Koronawirus nadal sieje popłoch na światowych rynkach. W poniedziałek sesja na Wall Street rozpoczęła się tak źle, że gdy indeks S&P 500 (w jego skład wchodzi 500 przedsiębiorstw o największej kapitalizacji, notowanych na NYSE i NASDAQ) na otwarciu spadał o 8,1 proc., handel został wstrzymany na 15 minut. Ta przerwa w niczym jednak nie pomogła.
S&P 500 zakończył dzień z niemal 12-procentowym spadkiem. Nie lepiej było w przypadku Dow 30, który stracił 12,93 proc. Z kolei Nasdaq poszedł w dół o 12,32 proc. Z ostatnią tak fatalną sesją na Wall Street mieliśmy do czynienia w 1987 roku, czyli ponad 30 lat temu.
Dow 30 fot. Investing.com
Nasdaq fot. Investing.com
S&P 500 fot. Invensting.com
Najwięcej traciły spółki bankowe, technologiczne, motoryzacyjne oraz lotnicze. Akcje Bank of America oraz JPMorgan spadły o ponad 11 proc., z kolei Citigroup stracił aż 13 proc.

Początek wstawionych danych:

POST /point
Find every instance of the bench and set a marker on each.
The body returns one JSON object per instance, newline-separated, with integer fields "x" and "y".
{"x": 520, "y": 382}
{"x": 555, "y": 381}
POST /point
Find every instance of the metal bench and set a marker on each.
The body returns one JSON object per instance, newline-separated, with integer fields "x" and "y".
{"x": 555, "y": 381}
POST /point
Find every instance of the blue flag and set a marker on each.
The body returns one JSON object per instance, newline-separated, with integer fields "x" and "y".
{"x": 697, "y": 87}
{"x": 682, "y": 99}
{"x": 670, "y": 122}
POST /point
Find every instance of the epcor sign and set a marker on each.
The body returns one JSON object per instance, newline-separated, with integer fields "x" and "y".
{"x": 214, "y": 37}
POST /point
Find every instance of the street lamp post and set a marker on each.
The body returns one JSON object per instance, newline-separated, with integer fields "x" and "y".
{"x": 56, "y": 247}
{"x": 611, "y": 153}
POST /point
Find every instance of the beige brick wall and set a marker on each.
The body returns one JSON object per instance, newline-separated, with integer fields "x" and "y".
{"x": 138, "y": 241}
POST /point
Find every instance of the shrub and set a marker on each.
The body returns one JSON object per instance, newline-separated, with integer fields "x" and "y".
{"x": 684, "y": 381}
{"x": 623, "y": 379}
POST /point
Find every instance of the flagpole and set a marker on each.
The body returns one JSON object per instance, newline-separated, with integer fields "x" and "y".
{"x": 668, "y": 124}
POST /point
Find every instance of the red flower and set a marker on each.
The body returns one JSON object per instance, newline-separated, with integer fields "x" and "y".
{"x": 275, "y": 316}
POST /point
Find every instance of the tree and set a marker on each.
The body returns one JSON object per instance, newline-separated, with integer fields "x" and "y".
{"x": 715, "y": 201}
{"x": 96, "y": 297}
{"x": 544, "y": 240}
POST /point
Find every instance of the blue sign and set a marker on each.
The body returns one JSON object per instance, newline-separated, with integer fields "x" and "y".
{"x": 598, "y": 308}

Mocno potaniały także akcje Apple (-12,86), Microsoftu (-14,74), Google (-11,63), Facebooka (-14,25) oraz Tesli (-18,58) Amazon, który stracił "tylko" 5,37 proc., może mówić o całkiem udanej sesji.
Chociaż obecny kryzys obfituje w złe wieści, to jednak nie one są naszym największym problemem. Jest nim niepewność. Wolę każdego dnia otrzymywać złe wieści, niż żyć w ciągłej niepewności
- tłumaczy Jim Paulsen, główny dyrektor inwestycyjny w The Leuthold Group w rozmowie z CNBC.
Spadków na amerykańskiej giełdzie nie powstrzymała nawet decyzja Amerykańskiej Rezerwy Federalnej. Przypomnijmy, że Fed obniżyła stopy procentowe o 100 punktów bazowych do 0-0,25 proc., jak również uruchomiła program skupu aktywów o wartości 700 mld dolarów. Była to już druga obniżka stóp w ciągu niespełna dwóch tygodni.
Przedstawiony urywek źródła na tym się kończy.